Rival sees Shanghai port as busiest
Singapore has admitted Shanghai could leapfrog the city state as the world's busiest container port this year, buoyed by China's strong trade growth.
Teo Chee Hean, Singapore's deputy prime minister and defence minister, said: 'Many Asian ports like Shanghai are consequently enjoying strong growth. Fuelled by China's burgeoning domestic economy and strong export competitiveness, we will not be surprised if Shanghai overtakes us as the world's busiest container port this year.'
Container volumes through Shanghai climbed to 19.06 million teu (20-foot equivalent units) in the first eight months of this year.
Singapore by comparison saw a 13 per cent increase in box volumes to 19.01 million teu. Based on box volumes so far this year and a strong 21 per cent rise in container throughput in August, Shanghai is on course to handle around 31 million teu this year.
Singapore is likely to handle about 30 million teu.
Shenzhen is also set to overtake Hong Kong as the world's third-busiest box port after strong growth in box volumes in the first eight months of this year. Port watchers forecast that Shenzhen could handle about 28 million teu this year compared with Hong Kong's full-year total of about 24 million teu.

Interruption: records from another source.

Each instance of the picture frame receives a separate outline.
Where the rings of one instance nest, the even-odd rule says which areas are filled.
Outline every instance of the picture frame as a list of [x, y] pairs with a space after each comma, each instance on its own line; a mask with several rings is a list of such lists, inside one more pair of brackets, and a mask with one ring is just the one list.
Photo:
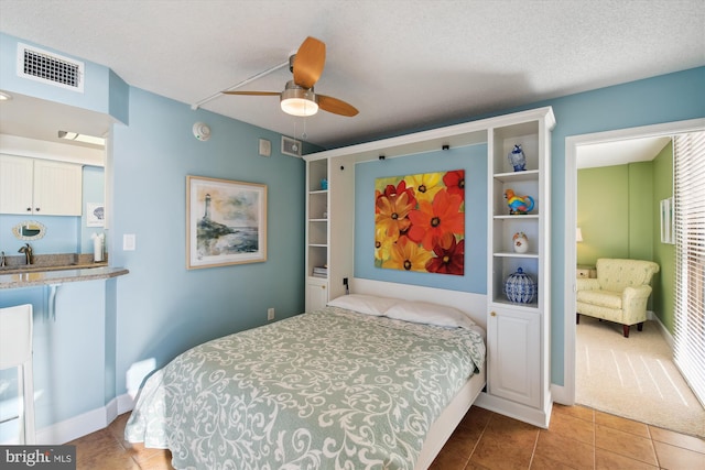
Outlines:
[[661, 243], [675, 243], [673, 226], [673, 198], [661, 200]]
[[267, 185], [186, 176], [186, 267], [267, 261]]

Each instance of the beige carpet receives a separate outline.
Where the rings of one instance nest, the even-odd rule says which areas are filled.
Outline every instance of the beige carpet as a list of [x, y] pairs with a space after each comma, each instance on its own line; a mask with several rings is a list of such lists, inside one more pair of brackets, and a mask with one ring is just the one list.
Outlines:
[[705, 437], [705, 409], [672, 361], [659, 326], [622, 337], [621, 325], [581, 316], [576, 402], [692, 436]]

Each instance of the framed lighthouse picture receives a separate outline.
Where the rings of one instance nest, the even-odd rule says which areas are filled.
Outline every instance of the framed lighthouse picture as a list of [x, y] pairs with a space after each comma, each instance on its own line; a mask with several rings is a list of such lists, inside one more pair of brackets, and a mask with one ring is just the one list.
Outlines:
[[267, 261], [267, 185], [186, 176], [186, 267]]

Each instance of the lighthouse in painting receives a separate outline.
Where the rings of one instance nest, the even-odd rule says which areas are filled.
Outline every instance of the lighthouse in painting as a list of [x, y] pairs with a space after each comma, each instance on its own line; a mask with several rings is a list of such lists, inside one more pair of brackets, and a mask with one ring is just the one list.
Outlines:
[[210, 219], [210, 195], [206, 194], [206, 214], [203, 215], [204, 220]]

'If the massive 20-plus-percentage increase in container volumes seen at Shenzhen over the past couple of months continues for the rest of this year, then it's conceivable Shenzhen might even overtake Singapore to take second place. It's an outside chance, but it's there,' one industry source said.
Despite the prospect of Singapore losing the top spot, Teo said the city, as a key transshipment hub, would still benefit from China's trade growth. 'Singapore stands to benefit from Asia's progress in general and China's growth in particular. I am therefore confident that the Singapore port will continue to remain the linchpin for Singapore's development as a leading international maritime centre in the world,' he said, speaking at the Singapore Shipping Association's 25th anniversary dinner on Thursday night.
As part of the government's continued support of the maritime industry, Teo announced plans to spend up to S$200 million (HK$1.18 billion) over the next 10 years to set up a maritime institute. The initial cash will come from the Maritime and Port Authority of Singapore, buoyed by extra co-funding from other government-backed bodies.
Hong Kong Polytechnic University's maritime library and research and development centre was named after shipping stalwart Frank Tsao Wen-king last year after Tsao gave HK$10 million for training and research. Tsao is head of the IMC shipping, shipbuilding and logistics group, and also helped launch the Malaysian shipping company MISC.
Turning to the outlook for the shipping industry, Teo said concerns remained even though the sector's future seemed promising.
'How Europe's debt troubles and unemployment in the United States will pan out are critical uncertainties. Within the shipping industry, oversupply issues with container ships will be with us for a while,' Teo said. Teo Siong Seng, president of the Singapore Shipping Association, agreed and added that piracy was a 'real and serious threat; not only to the safety of our ships and the environment, but also the lives of our seafarers'.
Teo Siong Seng also warned against regional legislation that threatened shipping. He said that with more than 90 per cent of cargo moved by sea, 'the industry cannot support any unilateral or regional legislation that might hinder the flow of trade or create unfair trading conditions'. The remark was seen as a reference to calls by the Asian Shippers' Council, which represents cargo owners, for government action to end the cartel among shipping lines, which controls 85 per cent of the cargo on transpacific trades.